El relato, confrontado con la realidad histórica, tiene varios anacronismos y fue escrito probablemente ya en el Primer Milenio a.C., guardando estrecho paralelismo con otro relato bíblico, el de Jueces 19, lo que sugiere una fuente común (Greenberg, 2000). En realidad, el texto está configurado por la reunión de las fuentes J (Gn 19, 1-28.30-38) y P (Gn 19, 29) (Friedman, 1987).
El Valle de Siddim «tenía muchos pozos de betún» (Gn 14, 10). Por otra parte, el Mar Muerto, es un rift geológico, un valle tectónico creado por procesos distensivos, de apertura de fracturas y fallas, prolongación del rift africano, una zona sísmica cuyo fondo está casi 800 m bajo el nivel del Mediterráneo, abundando las fuentes termales con azufre. Blanckernhorn (1896) sugirió que las ciudades del Mar Muerto se hundieron y fueron cubiertas por dicho mar tras un terremoto. En el siglo I, Estrabón constató, sin embargo, que las murallas de las ciudades todavía existían.

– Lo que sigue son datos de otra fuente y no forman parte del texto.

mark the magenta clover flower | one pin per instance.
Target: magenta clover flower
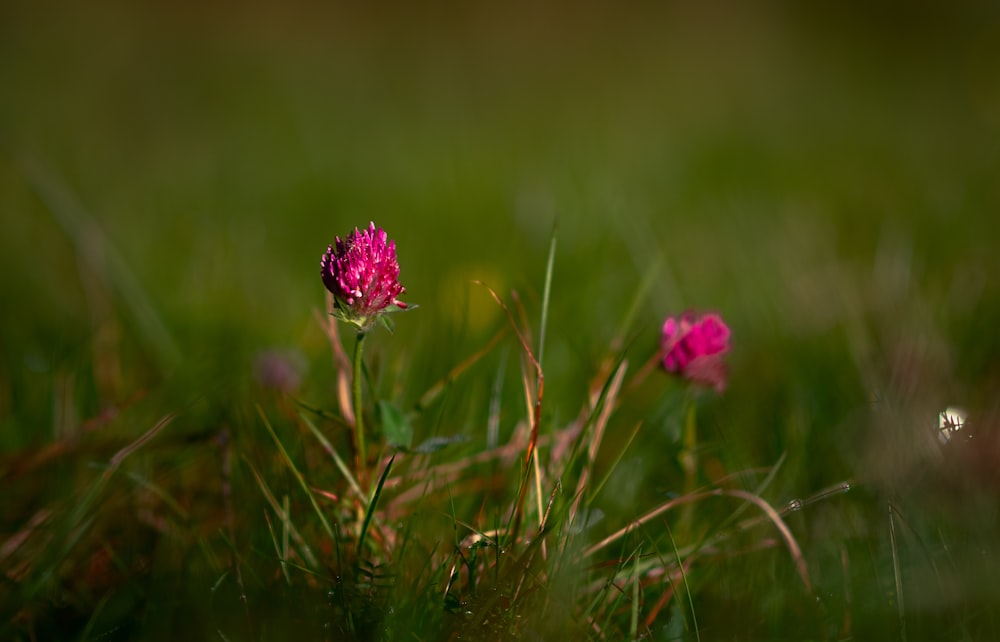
(694, 346)
(362, 273)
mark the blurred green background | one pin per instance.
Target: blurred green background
(826, 176)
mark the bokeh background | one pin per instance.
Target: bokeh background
(825, 175)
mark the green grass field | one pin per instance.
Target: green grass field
(177, 453)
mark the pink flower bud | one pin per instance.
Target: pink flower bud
(694, 346)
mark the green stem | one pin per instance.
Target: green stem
(359, 426)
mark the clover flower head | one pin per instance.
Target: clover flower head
(693, 347)
(363, 274)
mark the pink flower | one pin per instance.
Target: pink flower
(363, 275)
(693, 347)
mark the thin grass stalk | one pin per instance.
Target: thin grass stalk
(687, 587)
(359, 424)
(370, 512)
(634, 615)
(304, 550)
(546, 294)
(897, 575)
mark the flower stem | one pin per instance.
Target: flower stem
(359, 426)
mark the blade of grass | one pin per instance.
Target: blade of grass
(338, 462)
(370, 511)
(304, 548)
(897, 575)
(298, 475)
(97, 251)
(546, 294)
(277, 549)
(687, 587)
(633, 628)
(79, 521)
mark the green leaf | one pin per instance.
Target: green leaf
(395, 426)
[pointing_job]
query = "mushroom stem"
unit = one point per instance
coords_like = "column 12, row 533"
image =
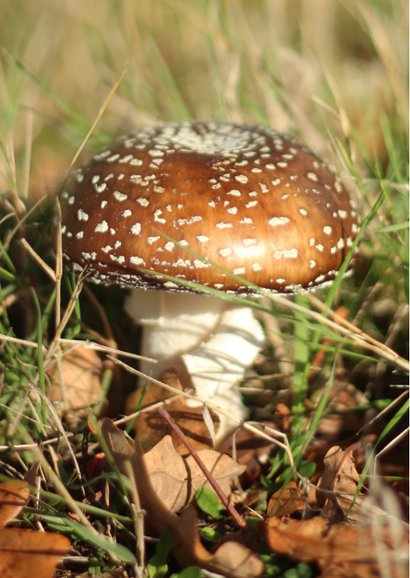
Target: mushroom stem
column 209, row 340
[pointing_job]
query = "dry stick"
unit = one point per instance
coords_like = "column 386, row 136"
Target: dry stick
column 237, row 518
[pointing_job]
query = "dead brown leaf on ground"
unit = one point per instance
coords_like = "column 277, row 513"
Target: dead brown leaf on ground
column 25, row 553
column 287, row 501
column 151, row 428
column 232, row 559
column 337, row 488
column 175, row 479
column 75, row 381
column 341, row 549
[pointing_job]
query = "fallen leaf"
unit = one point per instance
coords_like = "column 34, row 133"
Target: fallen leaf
column 75, row 381
column 150, row 428
column 175, row 479
column 29, row 553
column 187, row 547
column 338, row 484
column 168, row 473
column 340, row 550
column 223, row 468
column 23, row 550
column 286, row 501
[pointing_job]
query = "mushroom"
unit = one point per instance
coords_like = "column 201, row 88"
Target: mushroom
column 222, row 205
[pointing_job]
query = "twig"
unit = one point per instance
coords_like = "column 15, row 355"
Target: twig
column 236, row 517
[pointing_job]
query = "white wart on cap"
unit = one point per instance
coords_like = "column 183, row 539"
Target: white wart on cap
column 246, row 198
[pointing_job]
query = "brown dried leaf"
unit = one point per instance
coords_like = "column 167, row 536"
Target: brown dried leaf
column 286, row 501
column 187, row 547
column 238, row 560
column 151, row 428
column 223, row 468
column 76, row 380
column 13, row 496
column 338, row 484
column 339, row 550
column 168, row 474
column 23, row 550
column 28, row 553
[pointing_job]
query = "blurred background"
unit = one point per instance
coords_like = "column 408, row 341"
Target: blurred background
column 328, row 71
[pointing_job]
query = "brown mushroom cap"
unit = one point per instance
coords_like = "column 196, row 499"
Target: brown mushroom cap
column 246, row 198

A su vez, Frederick Clapp (1936), sugirió que el betún pudo fluir por una zona de falla durante el terremoto y después ser incendiado por un rayo o fuegos urbanos. De hecho, en el Mar Muerto se observan masas de asfalto flotantes que tienen este origen. Durante el terremoto de julio de 1927 se produjeron fuegos a consecuencia de la ignición de gas natural, metano (Henning, 1950). Graham Harris y Anthony Beardow (1995), han sugerido que la causa de la catástrofe podría haber sido la licuación sísmica alrededor de 1900 a.C., licuación que podría haber desencadenado una extensión lateral, un tipo de deslizamiento en zonas de poca pendiente, bajo las ciudades, localizadas en la Península de Lisan, entre las dos subcuencas del Mar Muerto, produciéndose también incendios.
Wood (1999) ha sugerido que las ruinas de ambas ciudades son las hoy denominadas Bab adh-Dhra (Sodoma) y Numeira (Gomorra), en el SE. del Mar Muerto, hoy en Jordania. Ambas ruinas muestran signos de haber sido destruidas por incendios.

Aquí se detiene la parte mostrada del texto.